REVIEW: Salt – Island Love Series Book 1 – Fearne Hill

Salt Book Cover Salt
Island Love Book 1
Fearne Hill
Contemporary, Gay Romance
Independent
Apr 10, 2024
Kindle
230
Amazon

When was the right time to tell someone that silver flames were shooting from their hair? And that your own tranquil green desired nothing more than to tangle with them, if only it could escape a malevolent orange flare hounding your every move?

Over-stressed businessman Charles Heyer is not like most people. With a rare medical condition that scrambles the senses, he experiences emotions as flashes of colour, giving them the power to disrupt, dismay, or delight. Alone in his over-vivid world, a devastating bereavement leaves him mentally scarred and recuperating on the picturesque French island of Ré where, through a chance encounter and a good deed, he is introduced to Florian, a flirty local salt farmer.

What with trying to protect the island salt cooperative from a corporate takeover and keeping a watchful eye on his errant grandfather, handsome Florian is not as carefree as he appears. Falling in love with this odd Englishman is as unexpected as it is welcome. Both exploring new feelings, the lazy days of summer stretch out for miles until a visitor from Charles’s London life throws their peaceful idyll into a kaleidoscope of chaos. And, all of a sudden, the island’s glorious palette of colour turns several shades darker.

Review By Ulysses Dietz
Member of the Paranormal Romance Guild Review Team

Fearne Hill is very good at this, and yet she does it without getting trite or predictable.

Within a somewhat classic British class-crossing age-gap romance scenario, Hill introduces her readers to strikingly different characters—Florian and Charles—whose connection, nonetheless, feels like destiny.

What drives the interest in the story is two factors: Florian’s occupation and Charles’s affliction. Charles is a high-powered corporate money-maker from London, recuperating from something serious on the little Isle de Ré off the French coast.
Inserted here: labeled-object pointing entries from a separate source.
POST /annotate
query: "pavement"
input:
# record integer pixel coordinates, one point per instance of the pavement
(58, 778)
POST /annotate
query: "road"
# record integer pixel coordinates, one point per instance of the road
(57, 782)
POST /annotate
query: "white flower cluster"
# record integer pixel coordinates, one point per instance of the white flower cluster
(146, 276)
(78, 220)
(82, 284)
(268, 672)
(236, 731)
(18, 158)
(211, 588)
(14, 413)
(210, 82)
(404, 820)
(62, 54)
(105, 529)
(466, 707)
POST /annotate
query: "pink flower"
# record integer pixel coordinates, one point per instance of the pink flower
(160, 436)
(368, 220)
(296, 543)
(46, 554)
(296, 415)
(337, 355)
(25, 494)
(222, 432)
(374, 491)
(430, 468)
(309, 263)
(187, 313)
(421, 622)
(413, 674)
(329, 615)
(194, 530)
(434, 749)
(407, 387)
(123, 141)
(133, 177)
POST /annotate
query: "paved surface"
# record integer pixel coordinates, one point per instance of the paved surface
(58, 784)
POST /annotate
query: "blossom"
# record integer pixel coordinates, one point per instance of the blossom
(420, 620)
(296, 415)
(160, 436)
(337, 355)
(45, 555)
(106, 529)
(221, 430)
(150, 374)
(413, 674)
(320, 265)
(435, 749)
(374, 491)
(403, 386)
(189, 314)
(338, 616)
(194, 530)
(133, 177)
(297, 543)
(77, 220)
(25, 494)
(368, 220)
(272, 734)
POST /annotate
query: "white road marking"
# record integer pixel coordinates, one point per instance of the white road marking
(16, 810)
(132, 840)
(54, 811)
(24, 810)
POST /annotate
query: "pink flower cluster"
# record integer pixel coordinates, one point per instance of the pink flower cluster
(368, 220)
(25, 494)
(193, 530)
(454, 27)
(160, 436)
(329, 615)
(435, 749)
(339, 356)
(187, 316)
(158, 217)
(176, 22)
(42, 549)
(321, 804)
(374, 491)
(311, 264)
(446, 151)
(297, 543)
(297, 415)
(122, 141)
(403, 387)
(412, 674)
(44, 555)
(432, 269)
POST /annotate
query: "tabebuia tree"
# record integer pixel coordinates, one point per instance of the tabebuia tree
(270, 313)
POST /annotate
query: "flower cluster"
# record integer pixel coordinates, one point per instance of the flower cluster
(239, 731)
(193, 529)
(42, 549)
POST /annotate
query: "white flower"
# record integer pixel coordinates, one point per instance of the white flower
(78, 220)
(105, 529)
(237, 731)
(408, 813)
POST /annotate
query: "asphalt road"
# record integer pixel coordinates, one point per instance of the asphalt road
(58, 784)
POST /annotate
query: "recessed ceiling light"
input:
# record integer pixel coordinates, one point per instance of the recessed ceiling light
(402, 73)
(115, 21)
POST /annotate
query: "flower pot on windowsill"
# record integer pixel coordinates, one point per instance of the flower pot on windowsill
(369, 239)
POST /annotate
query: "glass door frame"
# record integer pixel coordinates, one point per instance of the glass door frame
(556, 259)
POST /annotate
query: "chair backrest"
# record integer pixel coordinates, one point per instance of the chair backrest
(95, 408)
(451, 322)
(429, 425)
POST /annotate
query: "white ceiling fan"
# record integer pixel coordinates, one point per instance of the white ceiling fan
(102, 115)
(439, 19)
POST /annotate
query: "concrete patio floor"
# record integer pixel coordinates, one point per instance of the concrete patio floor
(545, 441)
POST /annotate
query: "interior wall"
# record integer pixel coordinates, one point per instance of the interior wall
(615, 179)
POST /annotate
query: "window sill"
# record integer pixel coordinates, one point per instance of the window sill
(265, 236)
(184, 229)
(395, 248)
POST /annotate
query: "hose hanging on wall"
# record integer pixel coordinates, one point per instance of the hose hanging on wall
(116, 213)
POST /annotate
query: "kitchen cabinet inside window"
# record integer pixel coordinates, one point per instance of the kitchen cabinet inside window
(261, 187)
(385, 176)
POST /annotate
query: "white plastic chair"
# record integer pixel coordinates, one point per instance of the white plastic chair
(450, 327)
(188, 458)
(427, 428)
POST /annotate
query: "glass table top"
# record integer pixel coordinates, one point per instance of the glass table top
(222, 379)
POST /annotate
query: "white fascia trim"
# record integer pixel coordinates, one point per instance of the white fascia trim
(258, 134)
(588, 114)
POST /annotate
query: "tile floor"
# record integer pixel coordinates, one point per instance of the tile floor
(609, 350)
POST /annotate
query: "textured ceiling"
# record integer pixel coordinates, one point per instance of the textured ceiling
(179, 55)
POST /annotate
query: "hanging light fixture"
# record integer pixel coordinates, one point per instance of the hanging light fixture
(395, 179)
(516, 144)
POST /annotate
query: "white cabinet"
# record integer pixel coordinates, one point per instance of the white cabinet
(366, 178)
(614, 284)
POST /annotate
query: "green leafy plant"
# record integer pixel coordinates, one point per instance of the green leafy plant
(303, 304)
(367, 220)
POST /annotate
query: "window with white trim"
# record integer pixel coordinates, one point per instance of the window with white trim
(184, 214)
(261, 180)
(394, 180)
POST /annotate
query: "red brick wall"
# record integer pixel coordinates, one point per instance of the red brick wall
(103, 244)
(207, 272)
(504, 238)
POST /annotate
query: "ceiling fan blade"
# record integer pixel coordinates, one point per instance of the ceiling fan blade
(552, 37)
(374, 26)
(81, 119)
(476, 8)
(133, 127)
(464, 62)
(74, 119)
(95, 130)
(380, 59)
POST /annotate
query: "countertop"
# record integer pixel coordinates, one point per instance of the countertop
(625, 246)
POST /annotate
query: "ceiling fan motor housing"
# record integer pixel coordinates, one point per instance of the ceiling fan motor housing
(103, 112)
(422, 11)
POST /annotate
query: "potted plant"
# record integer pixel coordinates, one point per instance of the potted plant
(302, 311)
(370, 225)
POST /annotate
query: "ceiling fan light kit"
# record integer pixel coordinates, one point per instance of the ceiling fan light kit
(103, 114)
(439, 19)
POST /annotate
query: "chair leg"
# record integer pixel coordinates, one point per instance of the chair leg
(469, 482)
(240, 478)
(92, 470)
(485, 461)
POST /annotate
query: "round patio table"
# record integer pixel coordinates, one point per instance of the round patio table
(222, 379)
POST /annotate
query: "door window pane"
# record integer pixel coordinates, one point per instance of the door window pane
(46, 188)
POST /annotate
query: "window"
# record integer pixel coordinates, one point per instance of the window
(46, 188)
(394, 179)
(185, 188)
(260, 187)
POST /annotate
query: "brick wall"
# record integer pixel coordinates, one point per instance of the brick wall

Florian is a younger man, fully devoted to his life as a salt farmer, as his family has been for generations.

Charles’s affliction is synesthesia—something I’ve read about but never experienced as part of a narrative. He experiences color in connection with strong emotions. His synesthesia is only an affliction because of his extreme experience of it. Fearne Hill makes this both poetic and intense—ultimately taking the reader deep into a harrowing example of its extremity.

Florian’s only problem is that he is a little lonely. He’s gay, and while the teasing from his local community is gentle and good-natured, he yearns for a companion. Florian is also faced with the evidence of his beloved grandfather’s emerging dementia, and is determined to care for this man who means so much to him.
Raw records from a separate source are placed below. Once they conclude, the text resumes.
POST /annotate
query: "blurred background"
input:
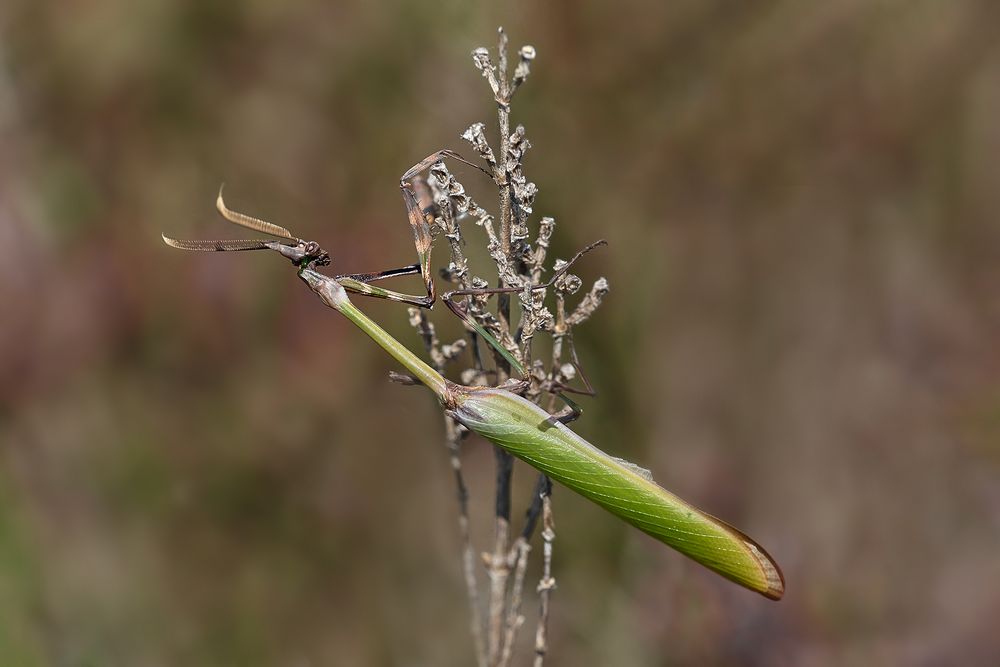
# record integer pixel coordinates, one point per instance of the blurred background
(200, 464)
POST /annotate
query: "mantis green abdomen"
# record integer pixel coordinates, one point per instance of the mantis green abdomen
(531, 434)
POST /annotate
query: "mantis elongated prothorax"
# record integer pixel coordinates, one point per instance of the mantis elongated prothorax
(516, 425)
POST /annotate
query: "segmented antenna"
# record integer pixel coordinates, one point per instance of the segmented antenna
(250, 222)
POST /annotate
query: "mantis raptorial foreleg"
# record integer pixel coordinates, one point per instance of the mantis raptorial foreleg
(518, 426)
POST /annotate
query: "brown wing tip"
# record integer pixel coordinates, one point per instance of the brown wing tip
(774, 580)
(173, 243)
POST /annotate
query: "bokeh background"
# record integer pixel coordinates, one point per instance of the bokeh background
(199, 464)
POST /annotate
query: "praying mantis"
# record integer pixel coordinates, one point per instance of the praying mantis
(500, 414)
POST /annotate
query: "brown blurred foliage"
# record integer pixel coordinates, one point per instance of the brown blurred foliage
(199, 464)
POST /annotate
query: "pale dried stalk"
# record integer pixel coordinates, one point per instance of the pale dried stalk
(547, 583)
(521, 264)
(453, 438)
(518, 560)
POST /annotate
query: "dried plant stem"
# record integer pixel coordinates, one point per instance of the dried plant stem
(547, 583)
(453, 439)
(518, 561)
(520, 265)
(498, 567)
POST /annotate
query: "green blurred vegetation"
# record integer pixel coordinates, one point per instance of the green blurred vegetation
(199, 464)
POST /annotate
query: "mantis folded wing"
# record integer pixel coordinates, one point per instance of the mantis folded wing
(515, 424)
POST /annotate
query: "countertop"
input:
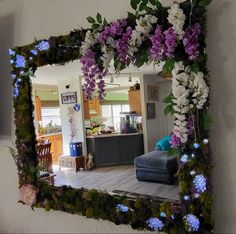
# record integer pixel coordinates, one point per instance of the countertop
(50, 134)
(115, 135)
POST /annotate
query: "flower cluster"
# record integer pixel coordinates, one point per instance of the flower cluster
(122, 46)
(190, 41)
(155, 224)
(190, 91)
(177, 18)
(192, 223)
(143, 28)
(163, 43)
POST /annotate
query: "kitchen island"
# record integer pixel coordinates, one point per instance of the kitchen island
(115, 149)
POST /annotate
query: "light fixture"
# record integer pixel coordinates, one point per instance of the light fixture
(130, 77)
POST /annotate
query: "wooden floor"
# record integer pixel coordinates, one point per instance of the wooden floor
(115, 178)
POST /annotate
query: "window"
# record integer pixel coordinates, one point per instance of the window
(111, 113)
(51, 116)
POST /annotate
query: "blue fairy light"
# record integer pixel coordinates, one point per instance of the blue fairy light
(196, 145)
(42, 45)
(20, 61)
(34, 52)
(122, 208)
(155, 224)
(184, 158)
(200, 183)
(192, 223)
(11, 52)
(163, 214)
(186, 197)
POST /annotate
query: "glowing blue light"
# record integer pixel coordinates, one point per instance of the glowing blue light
(42, 45)
(184, 158)
(34, 52)
(11, 52)
(155, 224)
(20, 61)
(200, 183)
(122, 208)
(192, 223)
(186, 197)
(163, 214)
(192, 172)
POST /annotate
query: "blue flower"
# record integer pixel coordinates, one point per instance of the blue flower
(163, 214)
(155, 224)
(34, 52)
(192, 223)
(20, 61)
(184, 158)
(122, 208)
(42, 45)
(11, 52)
(200, 183)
It’s a marvelous setup. Charles sees Florian as a shimmering silver presence (contrasted to his own forest green). He is as fascinated by Florian’s devotion to his unusual career as Florian is with this somewhat older, obviously wealthy Englishman. He is charmed by Charles’s relatively good French and his gentle kindness.

And that’s it. We get to know both men as they get to know each other—with the crisis coming (as it must come) after Charles leaves the island under pressure from his business partner to return to London and start making money again. Hill manipulates her readers’ emotions with great dexterity, making the final outcome of the story emotionally powerful and endearing.